2 Place dough in cookie press. Form desired shapes on ungreased cookie sheet. Decorate with currants.
3 Bake 5 to 8 minutes or until set but not brown. Immediately remove from cookie sheet to wire rack. To decorate cookies after baking, use a drop of corn syrup to attach decorations to cookies.

Notes
The name spritz comes from the German word spritzen, meaning "to squirt" because the soft dough is squirted or pushed through a cookie press to make fancy designs.
Butter is responsible for the tender, rich texture and flavor of these incredible cookies. Margarine would not work nearly as well. For these cookies, stick with butter!
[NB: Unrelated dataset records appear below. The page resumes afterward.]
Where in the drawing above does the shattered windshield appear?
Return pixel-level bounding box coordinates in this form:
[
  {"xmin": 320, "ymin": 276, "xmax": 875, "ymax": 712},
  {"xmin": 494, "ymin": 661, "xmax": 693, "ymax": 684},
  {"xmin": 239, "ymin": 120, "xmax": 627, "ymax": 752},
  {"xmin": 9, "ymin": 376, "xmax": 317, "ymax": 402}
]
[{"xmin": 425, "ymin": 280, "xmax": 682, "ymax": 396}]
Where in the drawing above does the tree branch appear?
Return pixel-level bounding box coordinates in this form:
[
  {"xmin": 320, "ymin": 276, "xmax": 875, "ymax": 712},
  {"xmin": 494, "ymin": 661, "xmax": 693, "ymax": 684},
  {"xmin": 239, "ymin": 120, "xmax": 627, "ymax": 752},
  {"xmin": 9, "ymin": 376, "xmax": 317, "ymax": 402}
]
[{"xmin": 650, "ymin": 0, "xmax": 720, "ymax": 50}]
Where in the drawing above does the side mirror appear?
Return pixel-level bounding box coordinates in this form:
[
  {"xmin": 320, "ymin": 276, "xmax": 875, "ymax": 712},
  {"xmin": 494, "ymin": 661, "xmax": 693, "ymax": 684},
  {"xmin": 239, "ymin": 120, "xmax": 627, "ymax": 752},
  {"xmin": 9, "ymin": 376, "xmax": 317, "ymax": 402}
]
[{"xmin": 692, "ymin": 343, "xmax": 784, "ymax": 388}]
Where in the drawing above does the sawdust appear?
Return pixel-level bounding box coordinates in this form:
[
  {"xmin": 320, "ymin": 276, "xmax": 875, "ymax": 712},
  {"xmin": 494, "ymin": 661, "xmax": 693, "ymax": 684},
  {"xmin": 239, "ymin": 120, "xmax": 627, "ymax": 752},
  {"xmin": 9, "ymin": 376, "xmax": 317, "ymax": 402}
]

Chocolate Spritz: Stir 2 ounces unsweetened baking chocolate, melted and cooled, into the butter-sugar mixture.
Holiday Spritz: Substitute rum extract for the almond extract or vanilla; tint dough with appropriate food colors.
After baking, glaze cooled cookies with Butter-Rum Glaze: Melt 1/4 cup butter or margaine over low heat; remove from heat. Stir in 1 cup powdered sugar and 1 teaspoon rum extract. Stir in 1 to 2 tablespoons hot water until glaze is spreadable. Tint glaze with food color to match cookies if desired.

Spice Spritz: Stir in 1 teaspoon ground cinnamon, 1/2 teaspoon ground nutmeg and 1/4 teaspoon ground allspice with the flour.

To ensure recipe success, do not use self-rising flour in this recipe.
By Betty Crocker
 

gizbe

Contributing Member
Thanks NC Susan! I have an old cast iron cookie pan with Christmas shape impressions in it and was hoping to use it this year, but had no idea what type of cookie dough to use. I think your spritz recipe will work just fine. Many thanks!